Rion menyesap rokok di tangannya dengan tenang. Tangannya yang berlumuran darah tidak ia hiraukan, ia tetap menikmati rokoknya seolah tidak terjadi apapun. Di tatapnya Aenon yang masih memainkan-memotong-mayat lelaki di kursi.

"Udah puas belom non maininnya? Mau papi bakar abis ini."

"Buru-buru amat sih pi, biasanya juga Aenon yang ngurus beginian. Sabar dulu, abisin dulu tu rokok. Santai aja~" Aenon masik sibuk memotong mayat itu. Ada kesenangan tersendiri bagi Aenon, sudah lama sekali pisaunya ini tidak memakan korban.
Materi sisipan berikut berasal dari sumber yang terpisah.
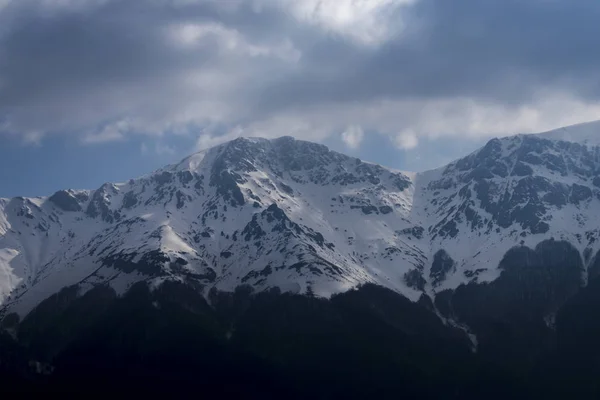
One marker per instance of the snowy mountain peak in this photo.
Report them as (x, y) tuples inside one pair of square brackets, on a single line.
[(295, 215), (586, 133)]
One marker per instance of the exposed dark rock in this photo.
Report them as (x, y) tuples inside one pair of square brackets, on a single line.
[(442, 265), (65, 201)]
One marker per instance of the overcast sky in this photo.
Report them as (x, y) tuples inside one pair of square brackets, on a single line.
[(104, 90)]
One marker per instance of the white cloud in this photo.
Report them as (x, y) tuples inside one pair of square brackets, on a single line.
[(110, 133), (361, 20), (353, 136), (406, 140), (158, 148)]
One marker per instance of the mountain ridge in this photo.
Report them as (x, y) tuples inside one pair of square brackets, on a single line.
[(399, 231)]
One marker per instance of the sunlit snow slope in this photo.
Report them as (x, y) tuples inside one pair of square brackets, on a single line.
[(294, 215)]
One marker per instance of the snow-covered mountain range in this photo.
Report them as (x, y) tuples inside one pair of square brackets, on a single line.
[(292, 214)]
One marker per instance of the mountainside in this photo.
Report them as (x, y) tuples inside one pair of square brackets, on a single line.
[(493, 254), (294, 215)]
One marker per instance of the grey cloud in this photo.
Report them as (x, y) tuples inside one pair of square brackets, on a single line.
[(482, 49), (78, 68)]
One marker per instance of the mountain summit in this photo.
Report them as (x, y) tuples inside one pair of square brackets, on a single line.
[(279, 266), (294, 215)]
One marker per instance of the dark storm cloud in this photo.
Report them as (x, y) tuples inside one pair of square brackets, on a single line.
[(77, 64)]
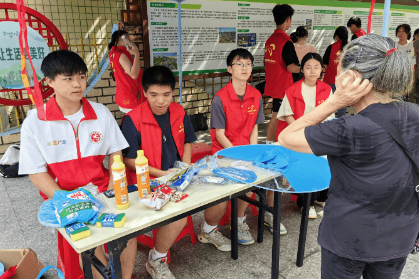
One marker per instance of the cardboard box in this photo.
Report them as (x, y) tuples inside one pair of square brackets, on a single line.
[(28, 265)]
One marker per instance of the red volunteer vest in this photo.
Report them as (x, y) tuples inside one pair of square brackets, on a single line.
[(295, 97), (151, 134), (278, 78), (360, 33), (240, 116), (129, 92), (331, 71)]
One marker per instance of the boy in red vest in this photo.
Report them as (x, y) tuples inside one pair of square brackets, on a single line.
[(236, 111), (354, 24), (281, 61), (163, 130), (78, 133)]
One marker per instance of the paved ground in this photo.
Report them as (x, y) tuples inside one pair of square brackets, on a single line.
[(19, 228)]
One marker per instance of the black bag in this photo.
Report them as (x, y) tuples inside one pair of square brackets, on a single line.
[(199, 122), (392, 130)]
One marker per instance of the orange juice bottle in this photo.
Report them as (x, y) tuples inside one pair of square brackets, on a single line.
[(120, 184), (143, 176)]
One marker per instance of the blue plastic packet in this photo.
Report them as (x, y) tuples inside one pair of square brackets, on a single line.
[(75, 206)]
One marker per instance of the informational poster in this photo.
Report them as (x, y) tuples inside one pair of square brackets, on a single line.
[(211, 29), (10, 61)]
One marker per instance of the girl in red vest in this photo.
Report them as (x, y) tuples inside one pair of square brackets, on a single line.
[(300, 98), (127, 72)]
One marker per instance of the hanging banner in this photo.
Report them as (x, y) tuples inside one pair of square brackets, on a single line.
[(211, 29)]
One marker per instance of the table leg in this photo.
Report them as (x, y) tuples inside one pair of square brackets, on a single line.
[(87, 267), (303, 229), (115, 249), (261, 220), (234, 230), (276, 234)]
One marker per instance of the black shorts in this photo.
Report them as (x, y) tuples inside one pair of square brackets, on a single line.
[(276, 104), (336, 267)]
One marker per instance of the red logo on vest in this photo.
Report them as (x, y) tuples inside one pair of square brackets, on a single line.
[(96, 137)]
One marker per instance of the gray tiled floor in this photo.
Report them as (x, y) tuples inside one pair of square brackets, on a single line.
[(19, 228)]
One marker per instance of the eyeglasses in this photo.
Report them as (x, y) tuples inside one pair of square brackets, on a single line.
[(336, 78), (248, 65)]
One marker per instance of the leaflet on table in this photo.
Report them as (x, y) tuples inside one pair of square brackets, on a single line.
[(211, 29)]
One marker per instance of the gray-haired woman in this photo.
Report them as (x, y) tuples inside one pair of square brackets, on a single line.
[(371, 219)]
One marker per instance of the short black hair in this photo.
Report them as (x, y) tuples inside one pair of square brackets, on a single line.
[(354, 20), (282, 12), (62, 62), (241, 53), (158, 75), (406, 29)]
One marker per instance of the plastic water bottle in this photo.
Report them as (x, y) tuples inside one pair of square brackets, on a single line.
[(128, 44), (120, 183), (143, 176)]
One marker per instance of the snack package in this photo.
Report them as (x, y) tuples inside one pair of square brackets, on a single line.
[(178, 196), (181, 180), (76, 206), (157, 199), (155, 184)]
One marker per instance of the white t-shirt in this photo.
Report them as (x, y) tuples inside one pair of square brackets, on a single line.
[(75, 118), (309, 96), (409, 50)]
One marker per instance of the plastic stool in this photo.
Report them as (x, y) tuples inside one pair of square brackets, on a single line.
[(200, 150), (226, 218), (188, 229)]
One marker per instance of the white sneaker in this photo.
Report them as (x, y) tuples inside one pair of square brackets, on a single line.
[(270, 223), (158, 269), (244, 236), (312, 214), (216, 238)]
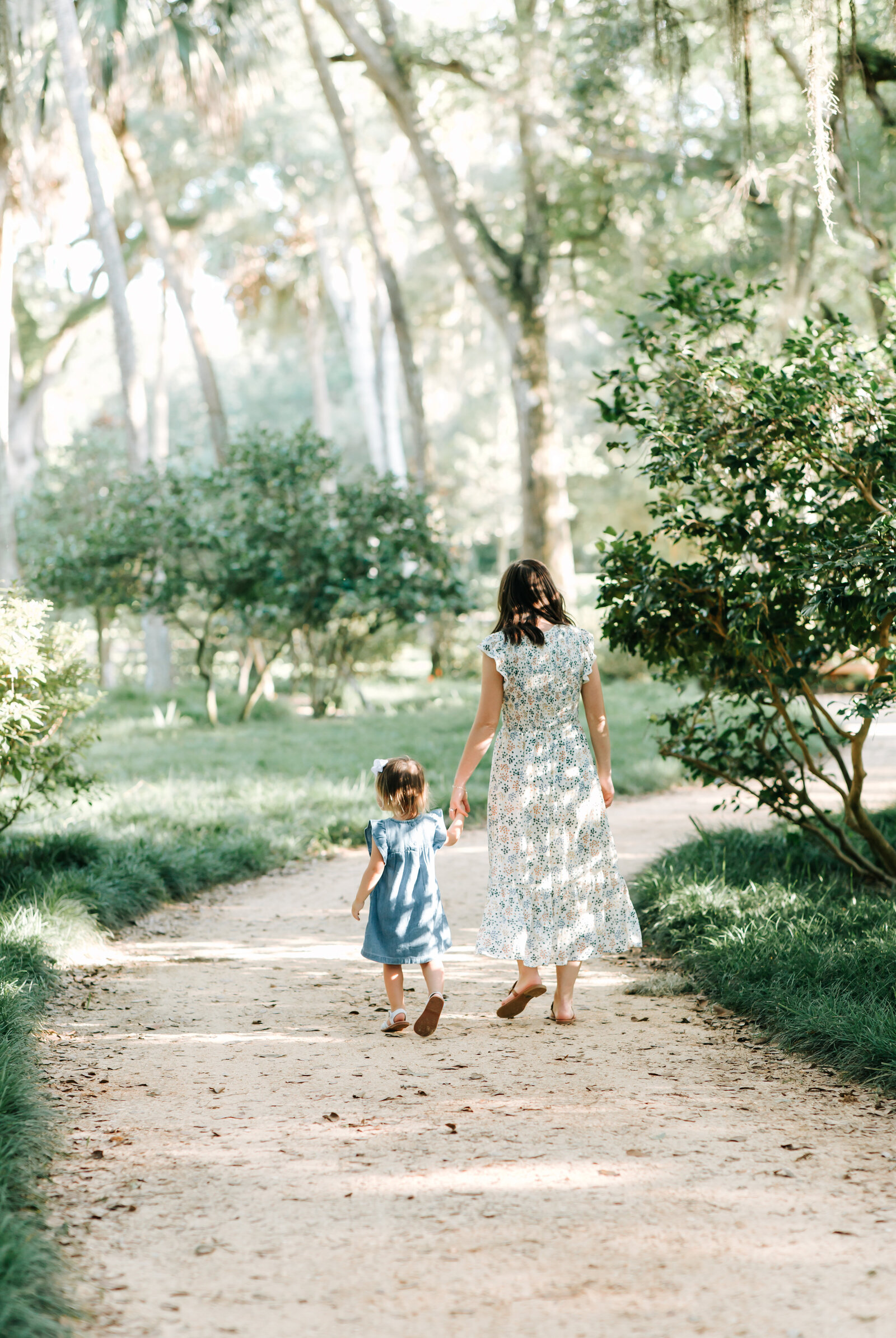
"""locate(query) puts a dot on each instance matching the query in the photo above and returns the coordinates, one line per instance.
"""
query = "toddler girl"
(407, 923)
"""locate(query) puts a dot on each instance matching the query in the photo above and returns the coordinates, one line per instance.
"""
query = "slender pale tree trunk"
(78, 97)
(511, 287)
(164, 247)
(316, 339)
(8, 545)
(347, 288)
(409, 370)
(157, 639)
(390, 390)
(26, 408)
(160, 438)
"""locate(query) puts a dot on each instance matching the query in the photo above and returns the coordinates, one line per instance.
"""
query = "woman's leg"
(433, 974)
(394, 980)
(526, 977)
(566, 976)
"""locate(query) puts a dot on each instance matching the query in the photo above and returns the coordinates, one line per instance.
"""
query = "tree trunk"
(511, 287)
(160, 439)
(157, 643)
(8, 543)
(390, 383)
(316, 339)
(108, 676)
(80, 101)
(347, 288)
(162, 244)
(411, 373)
(26, 410)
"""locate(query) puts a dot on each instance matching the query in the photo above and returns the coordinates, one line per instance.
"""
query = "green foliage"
(772, 925)
(43, 680)
(773, 552)
(31, 1301)
(270, 545)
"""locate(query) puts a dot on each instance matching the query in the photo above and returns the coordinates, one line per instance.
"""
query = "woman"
(556, 894)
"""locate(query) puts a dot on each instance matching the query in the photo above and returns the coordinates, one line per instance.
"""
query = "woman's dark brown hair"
(528, 593)
(402, 786)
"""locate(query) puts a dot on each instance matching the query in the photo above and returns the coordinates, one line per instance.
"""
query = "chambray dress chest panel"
(405, 919)
(556, 894)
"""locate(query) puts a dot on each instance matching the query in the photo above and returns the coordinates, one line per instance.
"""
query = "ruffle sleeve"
(439, 835)
(587, 656)
(495, 647)
(376, 835)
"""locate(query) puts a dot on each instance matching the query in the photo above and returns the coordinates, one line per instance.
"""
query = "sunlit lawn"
(304, 783)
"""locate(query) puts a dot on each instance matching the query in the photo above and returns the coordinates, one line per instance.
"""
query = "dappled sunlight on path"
(273, 1164)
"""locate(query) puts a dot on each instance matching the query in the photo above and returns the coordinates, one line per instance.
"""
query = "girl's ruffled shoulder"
(495, 647)
(377, 834)
(586, 642)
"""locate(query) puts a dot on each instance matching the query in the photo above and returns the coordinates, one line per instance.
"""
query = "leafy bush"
(773, 554)
(42, 692)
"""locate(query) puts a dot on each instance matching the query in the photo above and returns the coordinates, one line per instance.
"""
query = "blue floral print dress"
(556, 894)
(405, 921)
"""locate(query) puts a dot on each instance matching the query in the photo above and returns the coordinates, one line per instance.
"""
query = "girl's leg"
(526, 977)
(566, 976)
(394, 980)
(433, 974)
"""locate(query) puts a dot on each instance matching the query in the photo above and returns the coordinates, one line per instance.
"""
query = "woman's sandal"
(396, 1021)
(519, 998)
(428, 1020)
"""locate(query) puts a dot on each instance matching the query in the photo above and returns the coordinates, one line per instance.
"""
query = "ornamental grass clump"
(772, 557)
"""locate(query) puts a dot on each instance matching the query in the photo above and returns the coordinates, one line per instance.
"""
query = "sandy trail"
(249, 1155)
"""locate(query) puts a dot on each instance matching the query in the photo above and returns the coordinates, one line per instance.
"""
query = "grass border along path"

Rion berjongkok di sebelah Aenon, menatap rendah tubuh yang termutilasi itu. "Kalo udah, bakar jangan lupa. Kayak biasanya ya non. Papi ke atas dulu mau bersih-bersih." Rion menempelkan puntung rokoknya pada jasad David.

"Kamu juga jangan lupa bersih-bersih, kita mau jenguk Lili, inget. " Lanjut Rion, ia kemudian beranjak dari tempat itu.

"Aman aja~" Pandangan Aenon tidak beralih sedikitpun saat mengatakannya.

Keluar dari ruangan Rion di sambut dengan anak-anaknya yang berbaris rapi ditepi pintu. "Pada kenapa? nungguin apa? " Tanya Rion heran.

"Nunggu papi lah! siapa lagi?!" Kata Mia ngegas. Rion tersenyum ia hendak mengelus rambut putrinya itu namun niatnya itu dia urungkan. Mengingat tangannya masih berlumuran darah, takut rambut putih anaknya terkena noda merah dari tangannya itu.

"Tuh orang diapain sih pi? kenceng amat teriaknya... " Mako bertanya.

"Papi cuma lakuin apa yang dia lakuin ke Lili, cuma yah berkali-kali lipat lebih sadis. Kayak yang papi kasih tahu, siapapun yang nyakitin keluarga ini akan di balas berkali-kali lipat. "

"Mungkin kalo ini juga terjadi ke kalian-papi harap sih ga ada lagi-hal yang sama akan papi lakuin ke penculik kalian itu. " Rion menjelaskan, sementara anak-anaknya hanya mengangguk mengerti.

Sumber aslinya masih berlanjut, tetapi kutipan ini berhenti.